Dude could stand more education on all those subjects. In short, I disagreed with everything he said. The conference runners videotaped the lecture, and I’m likely in the background shaking my head, mouthing the words, “Nope. No. Wrong. No. Jesus.”
I’ll discuss his misconceptions another time. For now, let us concentrate on plot. Story and plot are two separate things (unlike what that dude was teaching). How is plot different than story? This is super important when you’re writing for movies and television. In simplest terms, story is what happens. Plot is how it happens.
Confused? I’ll start with a story you may know.
Dorothy Gale is swept away to a magical land in a tornado and embarks on a quest to see the Wizard who can help her return home.
It’s a log line and summary of the story. Of course we could also use the pithier summary.
Transported to a surreal landscape, a young girl kills the first woman she meets, then teams up with three complete strangers to kill again.

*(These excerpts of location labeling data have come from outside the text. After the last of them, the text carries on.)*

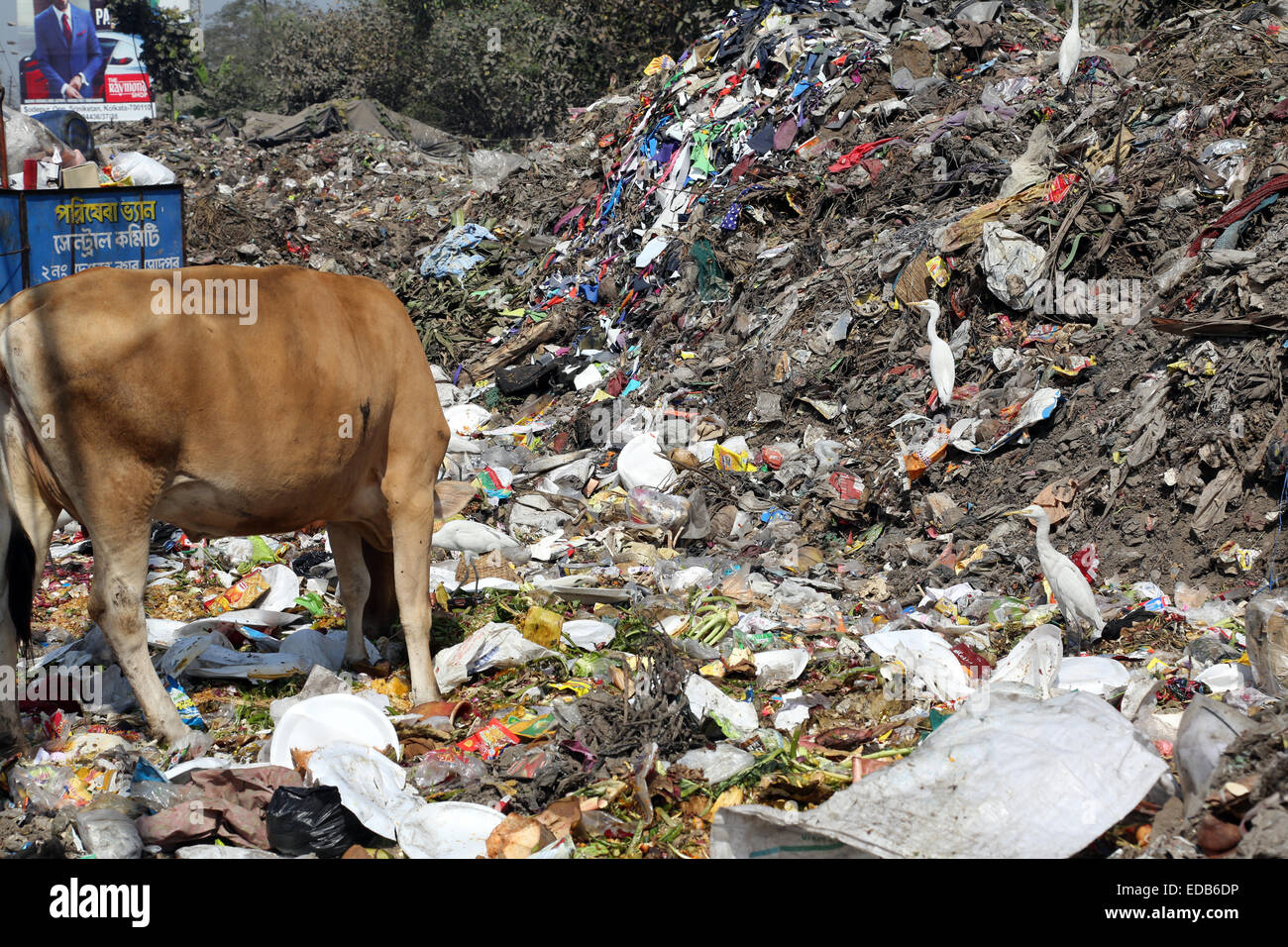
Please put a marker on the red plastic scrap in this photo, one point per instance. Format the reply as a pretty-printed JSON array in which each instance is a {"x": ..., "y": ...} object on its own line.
[
  {"x": 1237, "y": 211},
  {"x": 858, "y": 154}
]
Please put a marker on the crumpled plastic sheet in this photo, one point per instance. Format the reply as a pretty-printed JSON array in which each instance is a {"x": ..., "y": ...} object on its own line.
[
  {"x": 1009, "y": 776},
  {"x": 496, "y": 644},
  {"x": 451, "y": 257},
  {"x": 224, "y": 804},
  {"x": 1038, "y": 407}
]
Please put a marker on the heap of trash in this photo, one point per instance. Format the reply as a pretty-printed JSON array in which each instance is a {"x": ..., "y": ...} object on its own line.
[{"x": 737, "y": 581}]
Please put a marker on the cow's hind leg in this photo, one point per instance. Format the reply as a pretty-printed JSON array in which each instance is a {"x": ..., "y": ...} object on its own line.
[
  {"x": 14, "y": 618},
  {"x": 412, "y": 526},
  {"x": 26, "y": 522},
  {"x": 116, "y": 604},
  {"x": 355, "y": 586}
]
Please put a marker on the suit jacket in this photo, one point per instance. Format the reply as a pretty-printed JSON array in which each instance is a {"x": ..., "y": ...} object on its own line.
[{"x": 58, "y": 60}]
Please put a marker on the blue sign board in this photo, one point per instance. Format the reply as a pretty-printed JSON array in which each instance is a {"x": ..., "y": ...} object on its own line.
[{"x": 48, "y": 235}]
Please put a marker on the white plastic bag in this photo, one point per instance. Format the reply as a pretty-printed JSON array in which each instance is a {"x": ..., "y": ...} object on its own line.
[
  {"x": 642, "y": 466},
  {"x": 140, "y": 167},
  {"x": 1005, "y": 777}
]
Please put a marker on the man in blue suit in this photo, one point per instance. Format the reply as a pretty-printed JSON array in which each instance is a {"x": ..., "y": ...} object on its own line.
[{"x": 67, "y": 51}]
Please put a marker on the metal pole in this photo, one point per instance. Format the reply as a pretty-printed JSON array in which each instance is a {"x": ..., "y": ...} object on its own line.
[{"x": 4, "y": 147}]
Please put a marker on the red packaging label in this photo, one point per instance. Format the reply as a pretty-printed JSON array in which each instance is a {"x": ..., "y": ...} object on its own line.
[{"x": 489, "y": 741}]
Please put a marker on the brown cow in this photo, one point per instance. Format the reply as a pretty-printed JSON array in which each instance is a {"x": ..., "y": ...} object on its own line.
[{"x": 227, "y": 401}]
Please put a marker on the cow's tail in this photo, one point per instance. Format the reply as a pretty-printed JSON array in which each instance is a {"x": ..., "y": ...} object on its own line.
[
  {"x": 20, "y": 566},
  {"x": 20, "y": 553}
]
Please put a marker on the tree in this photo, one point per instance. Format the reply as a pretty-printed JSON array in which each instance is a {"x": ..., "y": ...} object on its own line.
[{"x": 166, "y": 46}]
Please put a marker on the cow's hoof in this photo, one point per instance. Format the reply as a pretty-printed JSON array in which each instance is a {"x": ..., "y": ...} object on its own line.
[{"x": 192, "y": 744}]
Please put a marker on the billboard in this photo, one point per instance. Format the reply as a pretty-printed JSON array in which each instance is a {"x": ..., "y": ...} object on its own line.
[{"x": 73, "y": 59}]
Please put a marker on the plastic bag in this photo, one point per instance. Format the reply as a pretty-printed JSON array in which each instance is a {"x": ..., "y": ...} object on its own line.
[
  {"x": 141, "y": 169},
  {"x": 303, "y": 821},
  {"x": 108, "y": 834},
  {"x": 1266, "y": 633}
]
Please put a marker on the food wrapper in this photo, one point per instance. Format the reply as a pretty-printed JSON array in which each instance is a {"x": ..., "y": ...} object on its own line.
[
  {"x": 239, "y": 595},
  {"x": 938, "y": 270},
  {"x": 527, "y": 724},
  {"x": 188, "y": 711},
  {"x": 44, "y": 788},
  {"x": 489, "y": 741},
  {"x": 729, "y": 462}
]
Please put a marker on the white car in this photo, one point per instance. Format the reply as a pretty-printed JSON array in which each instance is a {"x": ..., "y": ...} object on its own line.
[{"x": 120, "y": 56}]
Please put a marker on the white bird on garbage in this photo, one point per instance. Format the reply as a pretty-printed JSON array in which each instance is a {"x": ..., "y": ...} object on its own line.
[
  {"x": 1072, "y": 589},
  {"x": 1070, "y": 51},
  {"x": 943, "y": 368},
  {"x": 472, "y": 539}
]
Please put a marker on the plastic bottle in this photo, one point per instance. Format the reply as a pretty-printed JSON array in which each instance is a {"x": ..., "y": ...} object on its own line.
[{"x": 648, "y": 505}]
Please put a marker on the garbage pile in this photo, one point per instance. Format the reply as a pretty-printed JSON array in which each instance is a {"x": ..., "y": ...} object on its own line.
[{"x": 745, "y": 368}]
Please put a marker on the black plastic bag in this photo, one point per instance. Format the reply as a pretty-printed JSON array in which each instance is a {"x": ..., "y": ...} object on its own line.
[{"x": 312, "y": 821}]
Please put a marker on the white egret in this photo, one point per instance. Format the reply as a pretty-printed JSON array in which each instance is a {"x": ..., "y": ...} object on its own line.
[
  {"x": 1070, "y": 51},
  {"x": 943, "y": 368},
  {"x": 478, "y": 539},
  {"x": 1072, "y": 589}
]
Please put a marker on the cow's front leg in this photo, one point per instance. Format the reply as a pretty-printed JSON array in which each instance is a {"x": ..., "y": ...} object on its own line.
[
  {"x": 116, "y": 604},
  {"x": 412, "y": 527},
  {"x": 355, "y": 586}
]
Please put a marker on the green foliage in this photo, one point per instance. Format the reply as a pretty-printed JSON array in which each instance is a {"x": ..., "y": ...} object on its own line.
[
  {"x": 166, "y": 35},
  {"x": 490, "y": 68}
]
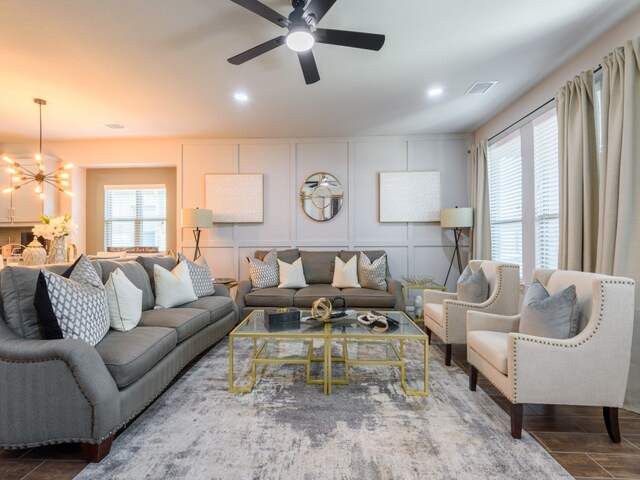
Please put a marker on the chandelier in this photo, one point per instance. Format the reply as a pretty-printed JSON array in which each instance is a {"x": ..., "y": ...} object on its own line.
[{"x": 25, "y": 174}]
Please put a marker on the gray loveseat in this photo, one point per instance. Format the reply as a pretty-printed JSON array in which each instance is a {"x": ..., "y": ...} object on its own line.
[
  {"x": 66, "y": 391},
  {"x": 318, "y": 271}
]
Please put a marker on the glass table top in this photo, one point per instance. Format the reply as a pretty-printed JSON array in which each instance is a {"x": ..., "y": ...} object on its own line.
[{"x": 254, "y": 325}]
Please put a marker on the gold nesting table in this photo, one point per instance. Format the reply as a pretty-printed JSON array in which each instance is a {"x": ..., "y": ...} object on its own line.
[{"x": 358, "y": 345}]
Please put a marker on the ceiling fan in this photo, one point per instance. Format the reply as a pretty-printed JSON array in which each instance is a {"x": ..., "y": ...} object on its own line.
[{"x": 303, "y": 33}]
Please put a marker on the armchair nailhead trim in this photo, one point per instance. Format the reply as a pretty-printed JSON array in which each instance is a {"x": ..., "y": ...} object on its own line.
[{"x": 544, "y": 341}]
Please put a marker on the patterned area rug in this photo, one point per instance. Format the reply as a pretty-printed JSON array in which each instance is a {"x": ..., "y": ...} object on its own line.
[{"x": 287, "y": 429}]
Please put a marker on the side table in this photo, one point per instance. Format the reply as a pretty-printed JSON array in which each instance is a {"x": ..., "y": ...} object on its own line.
[{"x": 427, "y": 286}]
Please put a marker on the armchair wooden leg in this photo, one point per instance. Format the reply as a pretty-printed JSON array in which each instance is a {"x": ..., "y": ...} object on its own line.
[
  {"x": 473, "y": 378},
  {"x": 517, "y": 410},
  {"x": 611, "y": 421},
  {"x": 95, "y": 452}
]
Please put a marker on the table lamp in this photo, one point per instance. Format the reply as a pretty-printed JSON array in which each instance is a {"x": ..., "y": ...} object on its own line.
[
  {"x": 197, "y": 218},
  {"x": 456, "y": 218}
]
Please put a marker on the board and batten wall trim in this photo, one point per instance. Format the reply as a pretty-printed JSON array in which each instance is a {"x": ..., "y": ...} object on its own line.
[{"x": 413, "y": 248}]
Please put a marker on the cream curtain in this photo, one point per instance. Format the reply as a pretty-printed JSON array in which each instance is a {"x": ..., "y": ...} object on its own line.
[
  {"x": 481, "y": 232},
  {"x": 619, "y": 217},
  {"x": 578, "y": 174}
]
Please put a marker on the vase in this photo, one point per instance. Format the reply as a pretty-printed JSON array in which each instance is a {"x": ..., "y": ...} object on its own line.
[
  {"x": 34, "y": 254},
  {"x": 58, "y": 250}
]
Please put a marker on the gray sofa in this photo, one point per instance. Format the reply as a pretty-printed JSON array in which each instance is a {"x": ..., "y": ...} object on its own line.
[
  {"x": 318, "y": 271},
  {"x": 66, "y": 391}
]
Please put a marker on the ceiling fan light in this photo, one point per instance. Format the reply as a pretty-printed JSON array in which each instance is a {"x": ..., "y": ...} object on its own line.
[{"x": 300, "y": 40}]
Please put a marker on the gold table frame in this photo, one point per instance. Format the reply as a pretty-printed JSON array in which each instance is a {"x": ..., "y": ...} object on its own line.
[{"x": 252, "y": 328}]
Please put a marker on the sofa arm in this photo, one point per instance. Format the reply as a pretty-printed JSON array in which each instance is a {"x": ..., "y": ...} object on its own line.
[
  {"x": 394, "y": 287},
  {"x": 435, "y": 296},
  {"x": 244, "y": 287},
  {"x": 55, "y": 391},
  {"x": 491, "y": 322}
]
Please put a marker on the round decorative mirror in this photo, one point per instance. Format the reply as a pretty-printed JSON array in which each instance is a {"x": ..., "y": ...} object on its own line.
[{"x": 321, "y": 196}]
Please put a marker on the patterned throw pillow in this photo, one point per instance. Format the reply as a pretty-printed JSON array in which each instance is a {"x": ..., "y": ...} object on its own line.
[
  {"x": 372, "y": 274},
  {"x": 73, "y": 307},
  {"x": 200, "y": 275},
  {"x": 264, "y": 273}
]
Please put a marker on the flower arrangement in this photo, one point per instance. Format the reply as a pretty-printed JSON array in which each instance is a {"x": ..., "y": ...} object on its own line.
[{"x": 51, "y": 228}]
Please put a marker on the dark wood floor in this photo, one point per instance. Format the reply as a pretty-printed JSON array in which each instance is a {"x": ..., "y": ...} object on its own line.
[{"x": 575, "y": 436}]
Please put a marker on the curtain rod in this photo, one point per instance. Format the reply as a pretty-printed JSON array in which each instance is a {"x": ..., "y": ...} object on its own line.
[{"x": 595, "y": 70}]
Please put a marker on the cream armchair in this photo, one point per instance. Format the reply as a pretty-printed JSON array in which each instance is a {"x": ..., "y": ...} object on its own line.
[
  {"x": 588, "y": 369},
  {"x": 445, "y": 315}
]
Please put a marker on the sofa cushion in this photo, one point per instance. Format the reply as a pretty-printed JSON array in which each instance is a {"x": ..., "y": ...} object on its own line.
[
  {"x": 492, "y": 346},
  {"x": 186, "y": 321},
  {"x": 129, "y": 355},
  {"x": 270, "y": 297},
  {"x": 318, "y": 266},
  {"x": 305, "y": 296},
  {"x": 289, "y": 255},
  {"x": 17, "y": 288},
  {"x": 135, "y": 273},
  {"x": 434, "y": 311},
  {"x": 218, "y": 306},
  {"x": 368, "y": 298},
  {"x": 167, "y": 262}
]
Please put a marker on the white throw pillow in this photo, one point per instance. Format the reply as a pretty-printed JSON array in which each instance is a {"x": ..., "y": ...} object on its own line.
[
  {"x": 345, "y": 275},
  {"x": 124, "y": 300},
  {"x": 291, "y": 275},
  {"x": 173, "y": 287}
]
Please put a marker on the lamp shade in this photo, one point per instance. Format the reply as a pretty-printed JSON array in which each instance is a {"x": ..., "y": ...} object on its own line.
[
  {"x": 456, "y": 217},
  {"x": 197, "y": 218}
]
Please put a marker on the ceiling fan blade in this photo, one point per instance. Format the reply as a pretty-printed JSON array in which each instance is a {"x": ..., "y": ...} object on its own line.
[
  {"x": 309, "y": 67},
  {"x": 265, "y": 12},
  {"x": 345, "y": 38},
  {"x": 259, "y": 50},
  {"x": 318, "y": 8}
]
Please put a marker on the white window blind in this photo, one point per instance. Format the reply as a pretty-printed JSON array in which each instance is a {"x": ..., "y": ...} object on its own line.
[
  {"x": 135, "y": 216},
  {"x": 547, "y": 196},
  {"x": 505, "y": 199}
]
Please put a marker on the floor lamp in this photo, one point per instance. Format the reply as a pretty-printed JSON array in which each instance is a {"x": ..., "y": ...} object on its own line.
[
  {"x": 456, "y": 218},
  {"x": 197, "y": 218}
]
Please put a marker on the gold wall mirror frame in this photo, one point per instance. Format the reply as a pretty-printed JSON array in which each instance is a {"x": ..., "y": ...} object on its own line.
[{"x": 321, "y": 196}]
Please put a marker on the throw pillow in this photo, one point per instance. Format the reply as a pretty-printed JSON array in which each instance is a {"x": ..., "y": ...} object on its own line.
[
  {"x": 292, "y": 275},
  {"x": 264, "y": 273},
  {"x": 345, "y": 275},
  {"x": 551, "y": 316},
  {"x": 372, "y": 274},
  {"x": 124, "y": 300},
  {"x": 173, "y": 287},
  {"x": 473, "y": 287},
  {"x": 200, "y": 275},
  {"x": 73, "y": 307}
]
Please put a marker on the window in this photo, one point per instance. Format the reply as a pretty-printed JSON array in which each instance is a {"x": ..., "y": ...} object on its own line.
[
  {"x": 135, "y": 216},
  {"x": 547, "y": 195},
  {"x": 524, "y": 200},
  {"x": 505, "y": 199}
]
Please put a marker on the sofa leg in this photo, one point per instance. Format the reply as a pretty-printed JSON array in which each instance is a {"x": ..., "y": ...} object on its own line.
[
  {"x": 517, "y": 410},
  {"x": 93, "y": 452},
  {"x": 473, "y": 378},
  {"x": 611, "y": 421}
]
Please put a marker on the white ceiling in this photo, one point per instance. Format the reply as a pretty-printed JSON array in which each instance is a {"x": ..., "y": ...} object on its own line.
[{"x": 159, "y": 66}]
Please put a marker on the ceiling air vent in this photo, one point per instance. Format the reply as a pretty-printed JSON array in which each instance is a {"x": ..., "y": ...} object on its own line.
[{"x": 480, "y": 88}]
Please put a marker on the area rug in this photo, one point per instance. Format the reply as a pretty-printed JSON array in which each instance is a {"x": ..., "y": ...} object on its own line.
[{"x": 286, "y": 429}]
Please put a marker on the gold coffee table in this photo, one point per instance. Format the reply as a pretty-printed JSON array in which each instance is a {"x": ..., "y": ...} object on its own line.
[{"x": 359, "y": 346}]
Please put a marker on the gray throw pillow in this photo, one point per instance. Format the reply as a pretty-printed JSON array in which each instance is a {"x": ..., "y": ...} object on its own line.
[
  {"x": 473, "y": 287},
  {"x": 264, "y": 273},
  {"x": 550, "y": 316}
]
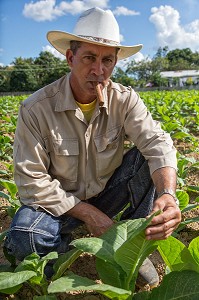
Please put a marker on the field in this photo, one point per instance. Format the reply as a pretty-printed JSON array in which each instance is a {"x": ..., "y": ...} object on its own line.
[{"x": 179, "y": 113}]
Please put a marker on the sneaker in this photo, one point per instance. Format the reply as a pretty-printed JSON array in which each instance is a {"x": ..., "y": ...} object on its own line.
[{"x": 147, "y": 275}]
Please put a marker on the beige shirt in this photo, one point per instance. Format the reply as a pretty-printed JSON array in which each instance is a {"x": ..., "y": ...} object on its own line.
[{"x": 60, "y": 159}]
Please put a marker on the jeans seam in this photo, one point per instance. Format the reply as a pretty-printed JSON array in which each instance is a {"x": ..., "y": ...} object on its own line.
[{"x": 32, "y": 230}]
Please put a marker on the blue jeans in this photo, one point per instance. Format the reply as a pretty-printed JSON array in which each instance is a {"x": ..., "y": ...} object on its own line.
[{"x": 40, "y": 232}]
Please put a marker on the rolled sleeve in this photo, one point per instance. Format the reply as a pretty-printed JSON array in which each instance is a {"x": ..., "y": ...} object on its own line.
[{"x": 31, "y": 163}]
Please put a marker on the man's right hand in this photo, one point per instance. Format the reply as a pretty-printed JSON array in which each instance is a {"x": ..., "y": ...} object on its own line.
[{"x": 95, "y": 220}]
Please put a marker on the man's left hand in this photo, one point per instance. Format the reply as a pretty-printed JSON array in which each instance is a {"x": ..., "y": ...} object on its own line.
[{"x": 164, "y": 224}]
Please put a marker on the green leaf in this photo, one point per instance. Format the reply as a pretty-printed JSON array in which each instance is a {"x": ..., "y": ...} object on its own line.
[
  {"x": 64, "y": 261},
  {"x": 183, "y": 198},
  {"x": 190, "y": 207},
  {"x": 131, "y": 255},
  {"x": 109, "y": 273},
  {"x": 95, "y": 246},
  {"x": 194, "y": 250},
  {"x": 177, "y": 285},
  {"x": 74, "y": 282},
  {"x": 45, "y": 297},
  {"x": 176, "y": 255},
  {"x": 9, "y": 280},
  {"x": 193, "y": 188},
  {"x": 142, "y": 296}
]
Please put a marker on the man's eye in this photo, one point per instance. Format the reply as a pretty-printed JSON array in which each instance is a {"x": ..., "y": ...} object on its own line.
[
  {"x": 108, "y": 62},
  {"x": 88, "y": 59}
]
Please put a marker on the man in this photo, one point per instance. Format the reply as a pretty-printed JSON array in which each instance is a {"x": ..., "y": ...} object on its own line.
[{"x": 68, "y": 150}]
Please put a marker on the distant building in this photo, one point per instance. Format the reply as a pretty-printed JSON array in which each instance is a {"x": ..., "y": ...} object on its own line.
[{"x": 181, "y": 78}]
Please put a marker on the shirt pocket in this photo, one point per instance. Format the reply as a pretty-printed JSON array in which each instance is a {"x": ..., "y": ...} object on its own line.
[
  {"x": 109, "y": 154},
  {"x": 64, "y": 155}
]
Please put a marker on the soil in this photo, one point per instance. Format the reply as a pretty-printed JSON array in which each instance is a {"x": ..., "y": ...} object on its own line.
[{"x": 85, "y": 264}]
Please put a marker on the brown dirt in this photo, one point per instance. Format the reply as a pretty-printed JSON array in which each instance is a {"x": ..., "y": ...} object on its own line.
[{"x": 85, "y": 264}]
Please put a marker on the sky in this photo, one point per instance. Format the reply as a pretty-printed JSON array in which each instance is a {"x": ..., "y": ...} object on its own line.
[{"x": 153, "y": 23}]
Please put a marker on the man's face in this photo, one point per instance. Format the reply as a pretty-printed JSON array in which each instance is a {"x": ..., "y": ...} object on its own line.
[{"x": 91, "y": 64}]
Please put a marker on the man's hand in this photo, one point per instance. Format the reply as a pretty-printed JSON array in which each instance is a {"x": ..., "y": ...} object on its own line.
[
  {"x": 95, "y": 220},
  {"x": 164, "y": 224}
]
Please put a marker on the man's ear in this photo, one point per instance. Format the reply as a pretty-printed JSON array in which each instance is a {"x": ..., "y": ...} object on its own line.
[{"x": 69, "y": 57}]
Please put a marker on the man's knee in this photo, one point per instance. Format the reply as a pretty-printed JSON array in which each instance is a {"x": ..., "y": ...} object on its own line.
[{"x": 32, "y": 231}]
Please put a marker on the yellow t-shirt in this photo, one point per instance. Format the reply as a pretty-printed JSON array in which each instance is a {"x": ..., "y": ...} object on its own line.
[{"x": 87, "y": 109}]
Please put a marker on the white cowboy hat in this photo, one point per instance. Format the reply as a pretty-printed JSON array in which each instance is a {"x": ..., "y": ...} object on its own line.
[{"x": 96, "y": 26}]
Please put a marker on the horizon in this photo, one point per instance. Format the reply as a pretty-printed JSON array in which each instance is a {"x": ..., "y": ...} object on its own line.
[{"x": 154, "y": 24}]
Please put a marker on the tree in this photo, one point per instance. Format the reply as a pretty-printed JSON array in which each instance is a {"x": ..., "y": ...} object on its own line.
[
  {"x": 182, "y": 59},
  {"x": 50, "y": 68},
  {"x": 23, "y": 77},
  {"x": 120, "y": 76}
]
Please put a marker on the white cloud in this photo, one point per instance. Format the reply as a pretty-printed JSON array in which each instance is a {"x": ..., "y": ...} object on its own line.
[
  {"x": 121, "y": 10},
  {"x": 53, "y": 51},
  {"x": 47, "y": 10},
  {"x": 124, "y": 62},
  {"x": 170, "y": 32}
]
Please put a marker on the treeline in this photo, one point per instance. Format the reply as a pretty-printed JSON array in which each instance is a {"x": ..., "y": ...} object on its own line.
[{"x": 31, "y": 74}]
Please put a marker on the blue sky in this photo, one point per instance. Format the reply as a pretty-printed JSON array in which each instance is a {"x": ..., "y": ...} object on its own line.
[{"x": 153, "y": 23}]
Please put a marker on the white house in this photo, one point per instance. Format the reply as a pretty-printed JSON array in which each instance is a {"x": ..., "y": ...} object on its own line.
[{"x": 182, "y": 75}]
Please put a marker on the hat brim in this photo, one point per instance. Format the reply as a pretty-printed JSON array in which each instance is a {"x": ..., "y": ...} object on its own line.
[{"x": 61, "y": 42}]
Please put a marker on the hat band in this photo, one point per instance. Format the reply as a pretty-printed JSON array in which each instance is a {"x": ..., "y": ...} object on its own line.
[{"x": 100, "y": 40}]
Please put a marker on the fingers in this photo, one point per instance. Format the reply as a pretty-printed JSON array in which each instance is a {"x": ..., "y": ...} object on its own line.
[
  {"x": 161, "y": 231},
  {"x": 163, "y": 225}
]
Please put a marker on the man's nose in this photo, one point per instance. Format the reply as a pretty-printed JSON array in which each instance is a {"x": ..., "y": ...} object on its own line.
[{"x": 97, "y": 68}]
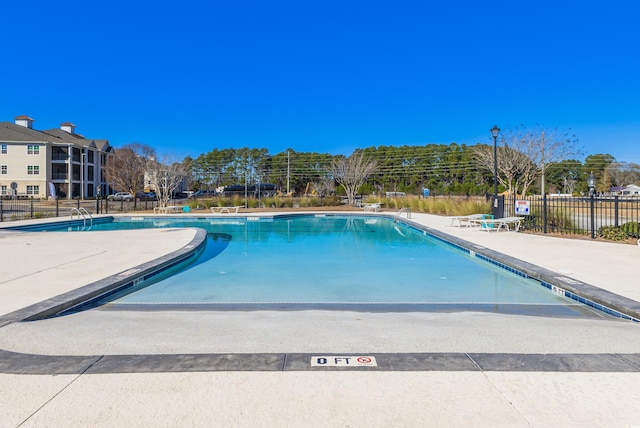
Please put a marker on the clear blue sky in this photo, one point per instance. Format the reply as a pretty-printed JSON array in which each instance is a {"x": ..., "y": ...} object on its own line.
[{"x": 324, "y": 76}]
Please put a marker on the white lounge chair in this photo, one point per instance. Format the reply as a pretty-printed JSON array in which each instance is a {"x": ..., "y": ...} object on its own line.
[
  {"x": 227, "y": 210},
  {"x": 464, "y": 220},
  {"x": 490, "y": 224},
  {"x": 375, "y": 207}
]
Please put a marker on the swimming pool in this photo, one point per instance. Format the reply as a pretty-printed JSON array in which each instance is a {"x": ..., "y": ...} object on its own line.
[{"x": 333, "y": 262}]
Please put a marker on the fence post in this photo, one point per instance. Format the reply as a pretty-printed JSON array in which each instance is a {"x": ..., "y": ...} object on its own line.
[
  {"x": 544, "y": 213},
  {"x": 593, "y": 219}
]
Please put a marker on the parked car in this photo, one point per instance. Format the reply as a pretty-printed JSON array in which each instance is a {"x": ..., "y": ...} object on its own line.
[
  {"x": 203, "y": 194},
  {"x": 121, "y": 196},
  {"x": 146, "y": 196}
]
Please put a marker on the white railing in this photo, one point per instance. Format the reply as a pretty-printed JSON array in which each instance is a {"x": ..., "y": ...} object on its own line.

The first one sounds a bit like plot (“in a tornado”, “who can help her return home”). It’s also a poorly written log line because it does sound too much like plot points. Common mistake. We want to put events in a sequence which is why plot exists. Story doesn’t care about causality in the way plot does.
Plot is the events that link together to create the story. How does the girl get to this other land? How does she kill a woman? Why does she embark on a quest? How does she team up with a group of strangers? How does she meet the Wizard? What happens when she meets the Wizard? Why will she kill again? When an agent asks you to write a synopsis they’re asking you to summarize your plot points, your who, why and how.
Story is your what. A girl is transported to another land and attempts various ways to return home.